Genderless Childrearing: Liberating or Limiting?
By now you’ve heard about the parents in Canada who have chosen to raise their four month old baby gender neutral.
On one hand I applaud their efforts because I too believe that there can be too much pressure put upon children to be one gender or the other. On the other hand, I can’t back this school of thought, or parenting completely.
It’s not that I don’t think the parents, (who have named their baby Storm), don’t have a right to raise their child however they want. I fully think that if they have the child’s best interests in mind then that should be what happens but after reading the story on the family and how one of the older siblings, Jazz, has begun dealing with gender issues, it makes me wonder if they aren’t going to do their third child more harm than good.
The idea of raising a child gender neutral looks good on paper and may even sound like a great idea when you say it out loud but when it comes down to the potential issues and problems a child will face as they begin interacting with their peers, I can’t help but wonder how worth it it is, or if it’s the parents in their search for validation that by raising a gender neutral child they are creating a world where gender doesn’t matter, they aren’t in fact, contributing to gender stereotypes and gender bias in some way.
Take for instance, the oldest sibling Jazz; he is five and likes to wear dresses and keep his hair long and in three braids. He paints his nails and wears a stud earring in one ear and according to the article I read, doesn’t mind people thinking he’s a girl. Yet at the same time, he has asked his mother to write a note to the Nature Center he visits because “he likes the group leaders and wants them to know he’s a boy.”
What a confusing time this has to be for him; working hard to hold on to what he likes, yet discovering that he is in fact a boy and that is something that the people he values and respects should know! For a child who seems comfortable in his gender neutrality it sure does seem like he’s already making some gender choices. I am curious to see how many more times mom will have to write a note for him declaring his gender for people as he ages.
I believe there should be a balance in gender choices. For the longest time Peanut played dress up with his sister and was content to run around the house in my feather boas (brought back from various conference after parties), purses and even her dresses, as was Bug with my things. Shorty and Bebe are only 16 months apart so what one did, the other did as well. It wasn’t uncommon to find them both painting their nails (or Bebe painting Shorty’s) and playing in my make-up together.

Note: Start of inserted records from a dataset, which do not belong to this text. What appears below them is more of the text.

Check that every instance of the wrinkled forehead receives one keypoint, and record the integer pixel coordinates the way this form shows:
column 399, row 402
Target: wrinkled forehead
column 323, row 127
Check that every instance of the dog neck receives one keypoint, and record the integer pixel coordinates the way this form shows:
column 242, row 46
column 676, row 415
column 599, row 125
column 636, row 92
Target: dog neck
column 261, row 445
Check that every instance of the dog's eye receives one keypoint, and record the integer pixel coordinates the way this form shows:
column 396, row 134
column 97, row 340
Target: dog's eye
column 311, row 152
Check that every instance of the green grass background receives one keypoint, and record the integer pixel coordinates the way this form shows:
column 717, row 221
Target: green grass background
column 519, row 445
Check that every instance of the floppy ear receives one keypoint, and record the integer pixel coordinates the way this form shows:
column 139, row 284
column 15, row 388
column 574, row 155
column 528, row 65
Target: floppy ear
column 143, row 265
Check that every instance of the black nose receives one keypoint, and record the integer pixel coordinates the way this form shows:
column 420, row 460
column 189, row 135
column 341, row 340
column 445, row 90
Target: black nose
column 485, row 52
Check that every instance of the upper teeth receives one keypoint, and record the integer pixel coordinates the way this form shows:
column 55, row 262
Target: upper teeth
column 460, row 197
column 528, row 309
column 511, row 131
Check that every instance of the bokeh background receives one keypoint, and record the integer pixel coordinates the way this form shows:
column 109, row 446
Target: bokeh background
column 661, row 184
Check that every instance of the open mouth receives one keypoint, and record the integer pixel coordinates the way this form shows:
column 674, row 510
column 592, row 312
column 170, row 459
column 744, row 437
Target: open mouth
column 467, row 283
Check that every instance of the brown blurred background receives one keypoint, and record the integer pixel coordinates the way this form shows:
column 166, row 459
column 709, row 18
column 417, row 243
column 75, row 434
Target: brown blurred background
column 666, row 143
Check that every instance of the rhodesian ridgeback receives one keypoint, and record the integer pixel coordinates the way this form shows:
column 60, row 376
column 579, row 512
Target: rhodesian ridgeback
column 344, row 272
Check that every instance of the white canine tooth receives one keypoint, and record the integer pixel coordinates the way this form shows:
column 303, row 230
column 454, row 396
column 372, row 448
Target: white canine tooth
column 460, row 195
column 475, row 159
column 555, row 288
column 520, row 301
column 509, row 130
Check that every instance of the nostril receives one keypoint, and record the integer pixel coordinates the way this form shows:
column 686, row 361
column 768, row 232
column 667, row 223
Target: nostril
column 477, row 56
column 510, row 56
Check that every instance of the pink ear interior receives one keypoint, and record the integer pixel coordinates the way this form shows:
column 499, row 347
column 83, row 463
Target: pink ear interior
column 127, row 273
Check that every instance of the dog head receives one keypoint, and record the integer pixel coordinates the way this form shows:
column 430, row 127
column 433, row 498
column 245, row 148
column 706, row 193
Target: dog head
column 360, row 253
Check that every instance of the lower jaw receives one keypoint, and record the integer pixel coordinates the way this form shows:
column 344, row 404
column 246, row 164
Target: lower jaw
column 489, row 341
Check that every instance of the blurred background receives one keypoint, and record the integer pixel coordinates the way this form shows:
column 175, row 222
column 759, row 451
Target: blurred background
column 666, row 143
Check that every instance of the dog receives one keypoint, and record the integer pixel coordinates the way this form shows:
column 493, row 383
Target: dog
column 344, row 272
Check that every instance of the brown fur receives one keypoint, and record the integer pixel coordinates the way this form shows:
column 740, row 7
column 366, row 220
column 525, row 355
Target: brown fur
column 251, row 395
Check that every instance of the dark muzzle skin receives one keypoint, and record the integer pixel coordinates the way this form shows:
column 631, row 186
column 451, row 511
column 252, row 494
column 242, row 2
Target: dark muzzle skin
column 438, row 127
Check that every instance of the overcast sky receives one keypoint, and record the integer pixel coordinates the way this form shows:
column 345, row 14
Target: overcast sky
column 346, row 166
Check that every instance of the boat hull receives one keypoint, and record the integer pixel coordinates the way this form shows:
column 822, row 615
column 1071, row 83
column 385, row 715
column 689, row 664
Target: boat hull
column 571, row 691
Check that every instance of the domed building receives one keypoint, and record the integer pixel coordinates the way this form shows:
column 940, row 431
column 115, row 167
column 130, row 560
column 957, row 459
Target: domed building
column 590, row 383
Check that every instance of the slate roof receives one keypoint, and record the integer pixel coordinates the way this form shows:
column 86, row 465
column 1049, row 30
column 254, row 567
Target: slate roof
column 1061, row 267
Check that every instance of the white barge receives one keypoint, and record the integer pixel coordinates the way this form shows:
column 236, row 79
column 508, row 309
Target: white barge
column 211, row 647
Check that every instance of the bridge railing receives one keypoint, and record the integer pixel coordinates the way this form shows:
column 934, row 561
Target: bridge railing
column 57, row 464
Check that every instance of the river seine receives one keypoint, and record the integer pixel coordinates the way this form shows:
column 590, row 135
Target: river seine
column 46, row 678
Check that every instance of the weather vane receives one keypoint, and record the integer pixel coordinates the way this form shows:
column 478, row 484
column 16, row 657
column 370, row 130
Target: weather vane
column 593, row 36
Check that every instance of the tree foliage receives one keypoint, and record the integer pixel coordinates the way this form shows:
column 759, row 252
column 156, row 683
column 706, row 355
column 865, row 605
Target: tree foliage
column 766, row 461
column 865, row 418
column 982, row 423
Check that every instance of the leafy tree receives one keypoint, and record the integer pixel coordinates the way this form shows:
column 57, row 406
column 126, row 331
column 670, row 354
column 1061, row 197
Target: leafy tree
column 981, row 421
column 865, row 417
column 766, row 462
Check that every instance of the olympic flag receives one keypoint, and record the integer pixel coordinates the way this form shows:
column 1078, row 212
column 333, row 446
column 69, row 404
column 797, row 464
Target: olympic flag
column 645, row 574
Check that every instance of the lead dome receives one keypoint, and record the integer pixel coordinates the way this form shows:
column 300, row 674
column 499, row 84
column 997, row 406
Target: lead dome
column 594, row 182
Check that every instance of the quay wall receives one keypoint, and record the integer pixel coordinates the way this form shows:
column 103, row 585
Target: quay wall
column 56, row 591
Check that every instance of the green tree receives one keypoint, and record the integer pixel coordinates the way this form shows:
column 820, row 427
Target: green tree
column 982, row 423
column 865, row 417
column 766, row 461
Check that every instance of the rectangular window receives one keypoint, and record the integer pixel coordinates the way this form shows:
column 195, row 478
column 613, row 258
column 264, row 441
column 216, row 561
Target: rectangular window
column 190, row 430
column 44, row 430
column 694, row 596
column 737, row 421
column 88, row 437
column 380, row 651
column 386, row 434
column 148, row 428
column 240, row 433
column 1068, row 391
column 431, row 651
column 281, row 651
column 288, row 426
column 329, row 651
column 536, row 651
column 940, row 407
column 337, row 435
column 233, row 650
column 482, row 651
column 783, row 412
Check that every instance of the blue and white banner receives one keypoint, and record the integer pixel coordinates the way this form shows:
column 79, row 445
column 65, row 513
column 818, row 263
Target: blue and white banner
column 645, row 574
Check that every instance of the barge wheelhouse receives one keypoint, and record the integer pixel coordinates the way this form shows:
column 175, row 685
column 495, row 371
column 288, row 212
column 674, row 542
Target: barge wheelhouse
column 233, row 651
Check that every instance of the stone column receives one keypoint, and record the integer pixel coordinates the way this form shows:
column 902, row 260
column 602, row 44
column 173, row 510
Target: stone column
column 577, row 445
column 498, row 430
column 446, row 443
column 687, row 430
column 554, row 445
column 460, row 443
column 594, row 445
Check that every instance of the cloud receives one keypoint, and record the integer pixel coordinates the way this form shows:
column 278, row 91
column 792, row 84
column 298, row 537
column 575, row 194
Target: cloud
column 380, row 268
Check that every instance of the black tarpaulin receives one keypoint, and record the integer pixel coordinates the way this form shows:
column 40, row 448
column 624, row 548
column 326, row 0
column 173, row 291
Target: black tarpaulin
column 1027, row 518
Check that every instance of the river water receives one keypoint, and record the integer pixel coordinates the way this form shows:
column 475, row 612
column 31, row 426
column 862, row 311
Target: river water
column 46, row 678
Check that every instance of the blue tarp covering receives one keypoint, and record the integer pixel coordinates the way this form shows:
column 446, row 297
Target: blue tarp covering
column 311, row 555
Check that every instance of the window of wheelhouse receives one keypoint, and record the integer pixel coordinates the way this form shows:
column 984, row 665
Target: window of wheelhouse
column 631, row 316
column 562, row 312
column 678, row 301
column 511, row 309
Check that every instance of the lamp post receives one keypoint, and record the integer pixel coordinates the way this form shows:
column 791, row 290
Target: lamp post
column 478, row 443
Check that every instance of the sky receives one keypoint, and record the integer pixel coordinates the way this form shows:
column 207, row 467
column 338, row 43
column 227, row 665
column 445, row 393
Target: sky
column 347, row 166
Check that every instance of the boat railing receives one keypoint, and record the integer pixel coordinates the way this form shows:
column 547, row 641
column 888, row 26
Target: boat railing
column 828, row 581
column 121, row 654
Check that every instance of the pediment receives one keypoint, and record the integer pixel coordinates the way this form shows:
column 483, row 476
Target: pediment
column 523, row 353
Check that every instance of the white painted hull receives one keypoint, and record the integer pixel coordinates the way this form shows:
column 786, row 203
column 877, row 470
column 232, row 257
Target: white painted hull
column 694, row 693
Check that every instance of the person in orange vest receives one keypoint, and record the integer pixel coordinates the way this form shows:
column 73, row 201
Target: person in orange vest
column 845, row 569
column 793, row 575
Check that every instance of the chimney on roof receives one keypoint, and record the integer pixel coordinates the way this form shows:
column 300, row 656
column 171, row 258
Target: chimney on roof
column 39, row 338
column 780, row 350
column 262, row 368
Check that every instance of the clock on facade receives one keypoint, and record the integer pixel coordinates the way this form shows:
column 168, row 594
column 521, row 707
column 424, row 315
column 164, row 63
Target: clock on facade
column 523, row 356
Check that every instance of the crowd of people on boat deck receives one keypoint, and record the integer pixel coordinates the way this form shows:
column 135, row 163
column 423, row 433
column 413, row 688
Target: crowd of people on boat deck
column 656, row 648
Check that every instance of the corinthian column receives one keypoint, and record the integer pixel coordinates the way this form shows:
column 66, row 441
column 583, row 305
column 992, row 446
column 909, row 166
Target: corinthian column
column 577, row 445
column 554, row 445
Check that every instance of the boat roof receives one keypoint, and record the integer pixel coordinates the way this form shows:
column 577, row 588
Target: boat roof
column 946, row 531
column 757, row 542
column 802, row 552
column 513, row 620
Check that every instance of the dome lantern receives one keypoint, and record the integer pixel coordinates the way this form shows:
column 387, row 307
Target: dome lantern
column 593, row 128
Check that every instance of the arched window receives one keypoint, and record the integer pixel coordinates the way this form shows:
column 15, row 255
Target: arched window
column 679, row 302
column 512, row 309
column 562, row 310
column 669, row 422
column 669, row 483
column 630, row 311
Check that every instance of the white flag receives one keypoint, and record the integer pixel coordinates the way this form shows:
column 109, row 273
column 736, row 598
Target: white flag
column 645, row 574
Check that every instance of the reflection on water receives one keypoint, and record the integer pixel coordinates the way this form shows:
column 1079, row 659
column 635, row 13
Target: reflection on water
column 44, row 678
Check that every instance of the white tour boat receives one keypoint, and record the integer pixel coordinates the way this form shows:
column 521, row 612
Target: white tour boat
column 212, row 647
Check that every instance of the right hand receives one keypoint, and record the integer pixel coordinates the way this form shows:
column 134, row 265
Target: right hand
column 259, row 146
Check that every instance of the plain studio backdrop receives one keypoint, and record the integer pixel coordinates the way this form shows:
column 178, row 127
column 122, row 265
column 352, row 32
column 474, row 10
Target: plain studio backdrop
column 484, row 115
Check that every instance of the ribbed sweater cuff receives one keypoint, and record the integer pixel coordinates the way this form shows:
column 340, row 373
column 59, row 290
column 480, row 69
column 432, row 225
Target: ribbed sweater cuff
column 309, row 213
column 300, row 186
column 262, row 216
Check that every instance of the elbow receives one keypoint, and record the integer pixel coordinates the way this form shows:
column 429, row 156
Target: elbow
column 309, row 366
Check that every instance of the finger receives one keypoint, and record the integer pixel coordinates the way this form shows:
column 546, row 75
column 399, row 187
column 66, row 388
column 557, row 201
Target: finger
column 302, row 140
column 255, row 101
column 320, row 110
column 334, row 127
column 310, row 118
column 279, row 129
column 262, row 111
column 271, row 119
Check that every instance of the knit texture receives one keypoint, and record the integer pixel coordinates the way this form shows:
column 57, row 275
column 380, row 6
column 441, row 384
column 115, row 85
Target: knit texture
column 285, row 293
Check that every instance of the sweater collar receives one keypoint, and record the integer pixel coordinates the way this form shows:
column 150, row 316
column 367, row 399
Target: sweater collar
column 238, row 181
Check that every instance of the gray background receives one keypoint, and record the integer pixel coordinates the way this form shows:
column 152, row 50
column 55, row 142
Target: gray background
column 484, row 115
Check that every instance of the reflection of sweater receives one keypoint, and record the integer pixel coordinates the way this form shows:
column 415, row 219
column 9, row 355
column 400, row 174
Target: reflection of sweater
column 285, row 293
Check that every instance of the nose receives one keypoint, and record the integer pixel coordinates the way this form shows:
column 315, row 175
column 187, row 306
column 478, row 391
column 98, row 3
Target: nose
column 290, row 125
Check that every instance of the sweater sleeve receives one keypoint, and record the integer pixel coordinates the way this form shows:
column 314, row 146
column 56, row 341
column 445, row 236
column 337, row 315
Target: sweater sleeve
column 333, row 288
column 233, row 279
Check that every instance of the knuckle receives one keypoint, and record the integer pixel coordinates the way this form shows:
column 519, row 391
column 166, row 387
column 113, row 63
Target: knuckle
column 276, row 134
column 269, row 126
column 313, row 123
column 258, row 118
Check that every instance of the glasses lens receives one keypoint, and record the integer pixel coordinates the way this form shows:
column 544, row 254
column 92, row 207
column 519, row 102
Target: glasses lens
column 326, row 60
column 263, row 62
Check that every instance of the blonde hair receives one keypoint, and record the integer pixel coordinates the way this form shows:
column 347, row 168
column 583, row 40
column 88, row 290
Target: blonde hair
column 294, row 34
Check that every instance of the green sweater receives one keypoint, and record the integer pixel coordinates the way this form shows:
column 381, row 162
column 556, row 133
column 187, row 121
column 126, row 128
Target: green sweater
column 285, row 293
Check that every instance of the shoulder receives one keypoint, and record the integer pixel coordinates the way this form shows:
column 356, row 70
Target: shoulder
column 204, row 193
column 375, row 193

They have all carried around baby dolls at one point or another, played kitchen, house, help daddy fix things and help me cook. They all have chores which involve household duties such as laundry, dishes and cleaning and even though I begged my boys to cut their hair over the winter, they each chose to grow it out and wear it long until they grew tired of the look. Bebe herself has worn her hair both long and short, donned her brother’s clothes and boots, and dug in dirt. At the same time of doing all of this though, each of my children were aware that they were either boy or girls and while each of us has many of the same gifts and talents, we also have individual ones that make us unique and special.
It’s about balance. And I’m thoroughly thankful to have given my children the freedom to play with whom or what they wanted, make up names for themselves, and role play in the opposite gender when it so suited them (or even a different species in the case of dinosaurs, aliens, bugs, cats, dogs, fish or farm animals). But I can’t imagine not giving them any identity at all and throwing them to the world without a basic understanding of what it is and in theory, forcing them to make all their decisions on their own. At 18 months, both of Storm’s older brothers were allowed that freedom and choice.
What I don’t agree with is asking your children to keep their sibling’s gender a secret; at two and five this is a big secret to covet and one that may not be fully understood. I also don’t think that by letting Storm (the baby) choose who he or she wants to be, the baby doesn’t get a chance to grasp or fully embrace one gender or the other and denies them the chance at finding their one true gender. There will be a constant push or pull to try one over the other and while I’m sure the parents are claiming the best intentions, won’t they be inciting bullying or exclusion in one way or another and isn’t limiting or excluding the very thing they’re claiming they aren’t doing?
Author, psychologist and mother Diane Ehrensaft said it herself, “I believe that it puts restrictions on this particular baby so that in this culture this baby will be a singular person who is not being given an opportunity to find their true gender self, based on also what’s inside them.”
No one knows what the future holds for these three children and who knows; perhaps we’re on the verge of radically changing gender issues and gender biases with this one baby but until then, I see no reason to make things more complicated, confusing, or harder on a child as they learn about the world around them.
If you could start over your child rearing, would you choose to raise your baby gender neutral and keep it from people? Why or why not? I’d love to hear your take on this story!